Encouraging people to go exercise on closed streets is in conflict with the shelter in place order. That order says to stay at home except for essential tasks. This is about trying to impose a road diet on people, just when we nmwant to use our cars to protect us from airborne virus, and from other people, to do those essential tasks.


Resident
Another Palo Alto neighborhood
on Apr 29, 2020 at 6:47 pm
Resident, Another Palo Alto neighborhood
on Apr 29, 2020 at 6:47 pm
Like this comment

With schools staggering start times or even days as the new school year approaches, it will probably change commutes too.

If PAUSD does alternate days in classroom with days using online teaching, or alternating morning and afternoon groups, then the obvious thing is that we won't have the normal frenzy of getting all students arriving at school at the same time.

Of course we don't know for sure that any of these things will happen, but who knows what the future holds.

Interesting scenario.


Sense
Another Palo Alto neighborhood
on Apr 29, 2020 at 6:50 pm
Sense, Another Palo Alto neighborhood
on Apr 29, 2020 at 6:50 pm
11 people like this

At some point, the premise that we should bias and twist our reasoning in every way to advantage tech whales to continue cramming as many workers into this area as possible, while avoiding seeing the ills, must hit the harsh reality of the pandemic.

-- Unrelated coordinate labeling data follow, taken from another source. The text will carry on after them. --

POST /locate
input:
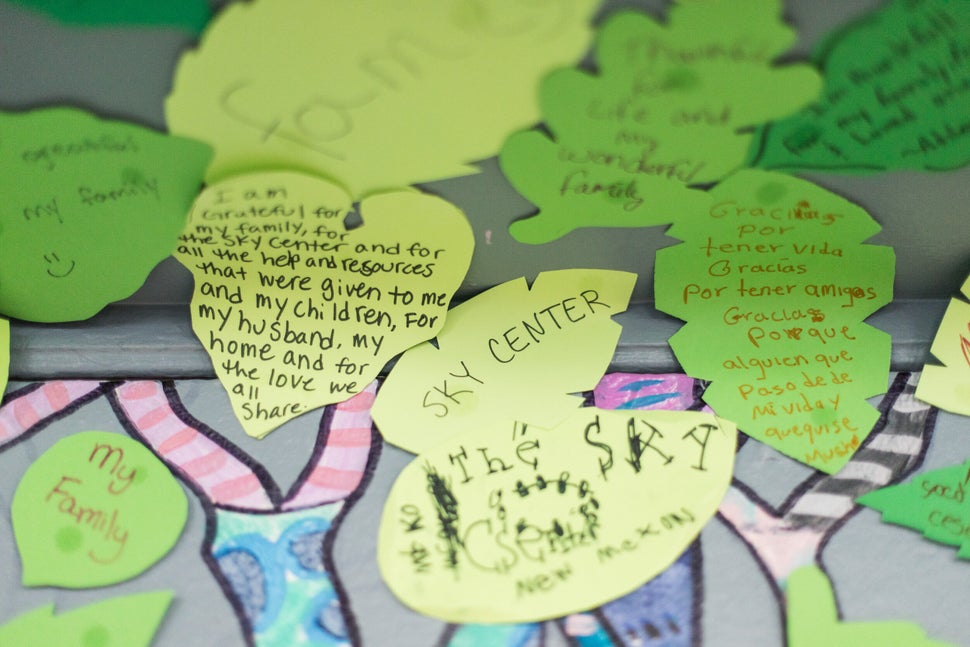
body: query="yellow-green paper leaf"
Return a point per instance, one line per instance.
(813, 619)
(948, 386)
(96, 508)
(90, 206)
(296, 311)
(377, 95)
(131, 620)
(517, 523)
(510, 353)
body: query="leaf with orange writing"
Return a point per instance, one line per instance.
(95, 509)
(377, 95)
(774, 282)
(897, 96)
(129, 620)
(510, 353)
(668, 109)
(936, 503)
(948, 386)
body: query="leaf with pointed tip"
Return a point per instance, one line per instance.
(669, 108)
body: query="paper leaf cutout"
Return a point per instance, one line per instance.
(948, 386)
(558, 520)
(297, 312)
(4, 354)
(665, 111)
(96, 508)
(131, 620)
(813, 619)
(896, 96)
(510, 353)
(374, 94)
(774, 283)
(934, 503)
(190, 15)
(90, 206)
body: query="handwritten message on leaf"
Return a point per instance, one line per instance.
(936, 503)
(897, 95)
(190, 15)
(510, 353)
(813, 619)
(89, 208)
(774, 283)
(296, 311)
(131, 620)
(664, 112)
(376, 94)
(97, 508)
(948, 386)
(517, 523)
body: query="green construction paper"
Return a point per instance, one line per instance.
(774, 284)
(515, 523)
(190, 15)
(671, 106)
(948, 386)
(897, 96)
(509, 353)
(4, 353)
(95, 509)
(89, 207)
(813, 619)
(934, 503)
(296, 311)
(131, 620)
(376, 95)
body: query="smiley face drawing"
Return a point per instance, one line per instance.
(58, 268)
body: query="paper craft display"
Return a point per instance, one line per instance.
(378, 95)
(556, 520)
(664, 112)
(96, 508)
(774, 283)
(935, 503)
(897, 96)
(190, 15)
(510, 353)
(813, 619)
(296, 311)
(948, 386)
(90, 206)
(131, 621)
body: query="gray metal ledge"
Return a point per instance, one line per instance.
(156, 341)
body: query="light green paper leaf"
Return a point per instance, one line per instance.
(897, 96)
(376, 95)
(813, 619)
(510, 353)
(90, 206)
(668, 109)
(935, 503)
(131, 621)
(190, 15)
(96, 508)
(774, 284)
(296, 311)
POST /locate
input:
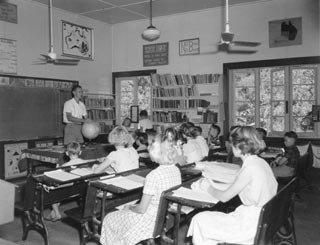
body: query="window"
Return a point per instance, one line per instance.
(276, 98)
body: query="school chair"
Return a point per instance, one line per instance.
(300, 174)
(276, 213)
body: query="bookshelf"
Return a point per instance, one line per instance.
(101, 108)
(176, 98)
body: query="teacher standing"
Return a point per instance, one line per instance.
(74, 114)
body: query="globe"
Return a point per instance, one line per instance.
(90, 130)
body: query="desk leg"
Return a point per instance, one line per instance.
(33, 220)
(177, 225)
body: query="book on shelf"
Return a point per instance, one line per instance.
(99, 114)
(98, 102)
(168, 117)
(180, 104)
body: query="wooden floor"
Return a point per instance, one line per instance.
(307, 220)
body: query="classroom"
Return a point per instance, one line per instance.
(159, 122)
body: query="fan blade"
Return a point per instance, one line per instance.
(245, 43)
(46, 56)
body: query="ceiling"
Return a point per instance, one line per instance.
(118, 11)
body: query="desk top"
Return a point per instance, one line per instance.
(187, 173)
(56, 154)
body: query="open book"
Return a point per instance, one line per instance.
(60, 175)
(194, 195)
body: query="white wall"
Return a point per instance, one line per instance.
(248, 21)
(32, 35)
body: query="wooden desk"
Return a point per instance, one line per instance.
(118, 197)
(55, 155)
(42, 191)
(177, 214)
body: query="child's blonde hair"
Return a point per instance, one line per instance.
(74, 148)
(119, 136)
(163, 152)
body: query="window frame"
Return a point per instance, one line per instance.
(228, 88)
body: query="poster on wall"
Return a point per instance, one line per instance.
(285, 32)
(8, 56)
(12, 155)
(77, 41)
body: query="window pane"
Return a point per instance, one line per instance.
(302, 108)
(245, 121)
(127, 98)
(303, 76)
(278, 77)
(246, 112)
(303, 92)
(144, 93)
(245, 94)
(278, 93)
(244, 78)
(278, 124)
(278, 108)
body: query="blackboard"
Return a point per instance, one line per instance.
(156, 54)
(30, 112)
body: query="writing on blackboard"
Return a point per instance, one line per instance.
(155, 54)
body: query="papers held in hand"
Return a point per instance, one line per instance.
(219, 171)
(129, 182)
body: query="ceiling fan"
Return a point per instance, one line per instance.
(227, 36)
(51, 57)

The tech companies already should have been thinking about creating satellite locations -- even founding and growing new towns in areas that made sense. If you are telecommuting a lot, it makes little sense to have to do that from a tiny chicken coop that cost so much you are mortgaging your future. The companies haven't cared what the overcrowding did to the quality of life and costs for everyone else, but the improvement of the air and roads have been like that scene from the Divine Comedy (hell) in which the hungry are placed tantalizingly close to fruit that moves away from them when it's just within their grasp. For all those who came within the last 10 years, this is what things used to be like here, not a million years ago, but so recently (including during good times for Silicon Valley), there was always hope that this wave of tech whales would see the light and stop destroying things for everyone else.

This is a vast nation. The ills of overcrowding and sprawl can be solved with more support for intelligent satellite growth, increasing the number of job centers so that companies still get the benefit of enough of a workforce in one place but not growing like a cancer in one place and steamrollering out everybody else.

It's too bad that companies and the state didn't put some investment into satellites when times were good, the economy would be much more resilient after something like this if they had. When I say something like this, that goes not just for pandemic, but for drought, terrorism, natural disaster, etc etc. Bloomberg announced as the pandemic began that they were splitting their operations and moving part away from New York in order to make the company more resilient if one location was hit. That's good advice for a long list of possible reasons large companies would want to divide up a little to become more resilient.

Planners still seem stuck on the idea that they must densify! build! build! build! Are construction workers going back to work to create more underparked chicken coops based on the old world order that only the richest deserve a decent quality of life and that to serve that, it's necessary to ignore the environmental devastation, health consequences (not just from infections), and negative consequences to middle- and unskilled labor of infinite densification?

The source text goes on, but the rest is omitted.